1) Are credit and asset prices reflexive? If credit has fueled growth in asset prices, and if creditworthiness is determined by asset prices rather than income-based affordability metrics, look out!

2) Is cheap money playing a role? Financial innovation often accompanies the build-ups during unsustainable booms, but these innovations are usually nothing more than embedded or concealed leverage. Is money so cheap that it is even available to borrowers who would otherwise be considered unworthy of credit?
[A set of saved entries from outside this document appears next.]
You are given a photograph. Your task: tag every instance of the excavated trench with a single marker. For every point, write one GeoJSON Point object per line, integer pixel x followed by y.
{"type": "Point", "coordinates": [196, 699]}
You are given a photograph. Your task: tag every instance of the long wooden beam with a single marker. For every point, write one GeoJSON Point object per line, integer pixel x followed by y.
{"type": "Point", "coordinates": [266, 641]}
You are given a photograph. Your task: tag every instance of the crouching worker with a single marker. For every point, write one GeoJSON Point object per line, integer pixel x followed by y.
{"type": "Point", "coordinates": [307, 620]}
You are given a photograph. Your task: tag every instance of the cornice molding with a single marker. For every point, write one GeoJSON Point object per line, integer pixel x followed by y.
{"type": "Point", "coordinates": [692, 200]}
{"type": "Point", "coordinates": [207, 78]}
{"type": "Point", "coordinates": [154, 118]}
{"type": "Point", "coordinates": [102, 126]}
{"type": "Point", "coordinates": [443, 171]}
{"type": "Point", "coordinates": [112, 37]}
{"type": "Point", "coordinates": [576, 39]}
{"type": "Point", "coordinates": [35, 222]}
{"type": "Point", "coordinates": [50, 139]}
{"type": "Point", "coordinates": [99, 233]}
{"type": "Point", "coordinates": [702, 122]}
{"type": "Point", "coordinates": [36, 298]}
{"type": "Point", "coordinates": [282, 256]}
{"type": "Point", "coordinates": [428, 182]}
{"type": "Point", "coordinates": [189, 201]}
3) Is there a feeling that this time it's different? New technological developments can sometimes make it seems as if prosperity will forever be present. An interesting indicator is the level of prices for trophy assets such as art and prominent architecture. For example, the world's tallest skyscrapers have tended to be built in regions which were later shown to have undergone unsustainable booms.

4) To what extent are regulations affecting supply and demand? Political activities can have unintended consequences which reduce supply and increase demand. These can lead to price instability.

5) How infected is the population? If amateur investors and popular media are interested in the asset class, it is a sign that there aren't many people left to contribute to the bubble. The bubble is thus relatively mature.